Por otra parte, desde la perspectiva artística, el Cosmovitral impacta por su solídez estética, filósofica e ideológica. Concebido como un ciclo vital, lleno de contrastes y contradicciones, carece de principio y de fin, por lo tanto su contemplación puede comenzar en cualquiera de sus partes. Una de éstas posibilidades inicia al frente, en el que aparece un gran círculo de fuego donde se inscribe la figura del hombre. A partir de la luz que despide, se desarrolla una secuencia de colores que, en su trayecto de la incandescencia a la sombra resume los vaivenes vitales del hombre y la materia. Para ello, acude a la representación bella e intensamente plástica, de nebulosas y constelaciones, de aves y relámpagos, de seres humanos, ángeles y divinidades.
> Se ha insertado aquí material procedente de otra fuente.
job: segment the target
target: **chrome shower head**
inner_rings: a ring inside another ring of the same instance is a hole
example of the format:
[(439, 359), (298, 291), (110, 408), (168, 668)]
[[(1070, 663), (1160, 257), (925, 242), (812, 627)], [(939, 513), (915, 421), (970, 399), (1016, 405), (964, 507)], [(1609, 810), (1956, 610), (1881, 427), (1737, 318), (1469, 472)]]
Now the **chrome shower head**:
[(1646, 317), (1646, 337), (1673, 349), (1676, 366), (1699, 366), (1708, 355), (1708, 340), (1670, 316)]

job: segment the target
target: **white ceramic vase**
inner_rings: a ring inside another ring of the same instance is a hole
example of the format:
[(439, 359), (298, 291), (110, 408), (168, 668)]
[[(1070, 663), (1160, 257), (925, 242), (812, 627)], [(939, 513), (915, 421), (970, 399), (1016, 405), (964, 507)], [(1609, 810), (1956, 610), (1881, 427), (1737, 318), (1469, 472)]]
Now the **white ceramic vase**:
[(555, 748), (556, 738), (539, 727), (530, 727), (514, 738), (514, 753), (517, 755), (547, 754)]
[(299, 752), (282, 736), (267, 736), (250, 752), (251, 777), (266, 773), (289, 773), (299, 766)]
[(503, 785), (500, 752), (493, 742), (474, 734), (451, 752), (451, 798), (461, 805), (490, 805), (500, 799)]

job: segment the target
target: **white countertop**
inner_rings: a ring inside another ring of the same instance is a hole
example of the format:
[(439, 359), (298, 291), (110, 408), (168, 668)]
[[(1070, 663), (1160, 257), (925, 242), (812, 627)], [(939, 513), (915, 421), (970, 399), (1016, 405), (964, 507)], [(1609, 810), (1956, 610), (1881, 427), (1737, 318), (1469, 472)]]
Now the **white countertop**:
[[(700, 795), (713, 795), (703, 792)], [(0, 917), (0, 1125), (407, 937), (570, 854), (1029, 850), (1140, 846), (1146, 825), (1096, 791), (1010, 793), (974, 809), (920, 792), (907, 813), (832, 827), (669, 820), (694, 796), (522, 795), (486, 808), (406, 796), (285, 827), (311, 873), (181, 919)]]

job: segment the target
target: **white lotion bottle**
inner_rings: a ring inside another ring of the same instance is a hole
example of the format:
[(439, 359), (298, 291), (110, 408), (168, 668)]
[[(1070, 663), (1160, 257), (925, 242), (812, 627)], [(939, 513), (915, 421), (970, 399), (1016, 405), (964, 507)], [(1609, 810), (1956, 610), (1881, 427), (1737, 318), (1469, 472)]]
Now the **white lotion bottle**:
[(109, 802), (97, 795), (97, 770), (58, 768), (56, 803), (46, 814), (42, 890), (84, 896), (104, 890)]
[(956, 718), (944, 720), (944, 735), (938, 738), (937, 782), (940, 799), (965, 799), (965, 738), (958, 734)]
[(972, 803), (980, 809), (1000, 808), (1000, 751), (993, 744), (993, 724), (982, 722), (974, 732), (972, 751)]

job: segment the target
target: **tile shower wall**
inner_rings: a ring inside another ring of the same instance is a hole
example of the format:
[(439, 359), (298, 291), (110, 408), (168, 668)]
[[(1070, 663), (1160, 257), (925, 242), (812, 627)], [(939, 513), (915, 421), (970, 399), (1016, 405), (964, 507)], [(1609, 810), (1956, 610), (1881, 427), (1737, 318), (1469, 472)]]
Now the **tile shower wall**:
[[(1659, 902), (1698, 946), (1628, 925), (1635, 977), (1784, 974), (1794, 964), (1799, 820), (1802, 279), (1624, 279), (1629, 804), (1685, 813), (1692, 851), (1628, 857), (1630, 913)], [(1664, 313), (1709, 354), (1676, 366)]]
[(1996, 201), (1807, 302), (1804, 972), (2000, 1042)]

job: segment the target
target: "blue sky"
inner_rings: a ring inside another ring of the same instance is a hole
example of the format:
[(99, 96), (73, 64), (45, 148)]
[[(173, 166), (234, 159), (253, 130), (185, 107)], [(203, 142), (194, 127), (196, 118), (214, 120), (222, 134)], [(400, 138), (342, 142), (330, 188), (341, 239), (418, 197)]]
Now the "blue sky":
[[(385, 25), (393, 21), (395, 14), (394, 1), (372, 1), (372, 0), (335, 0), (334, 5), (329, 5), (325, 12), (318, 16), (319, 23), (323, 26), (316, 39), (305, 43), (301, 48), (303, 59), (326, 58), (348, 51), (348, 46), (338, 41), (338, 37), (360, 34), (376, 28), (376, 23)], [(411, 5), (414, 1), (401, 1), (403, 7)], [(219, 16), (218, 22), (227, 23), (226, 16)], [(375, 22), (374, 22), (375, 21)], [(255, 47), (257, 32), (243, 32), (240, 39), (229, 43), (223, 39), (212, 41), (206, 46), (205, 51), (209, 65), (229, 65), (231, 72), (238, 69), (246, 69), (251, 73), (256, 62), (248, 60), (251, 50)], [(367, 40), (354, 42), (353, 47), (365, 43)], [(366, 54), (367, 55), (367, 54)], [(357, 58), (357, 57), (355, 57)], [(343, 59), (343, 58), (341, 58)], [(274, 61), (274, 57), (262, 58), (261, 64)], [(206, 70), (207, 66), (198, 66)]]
De esta manera, el Cosmovitral encarna las correspondencias entre la noche y día, la muerte y la vida, la destrucción y los orígenes. Así, construye una imagen sobre el tiempo y el movimiento, elementos que caracterizan la existencia humana, vista en conjunto, la obra consigna el ideal del hombre que busca el bien y la sabiduría, para elevar su espíritu más allá de las dualidades y desprenderse de las penumbras, las cuales conducen al mal y la ignorancia.
Por estas razones, internarse en el Cosmovitral significa aventurarse en un mundo de luz y vegetación; en una pieza de arte completamente viva, que cobra diversos sentidos según los ojos de quien desea contemplarla.
(Visitas guiadas, acerca de la Obra plástica con duración de una hora aproximadamente).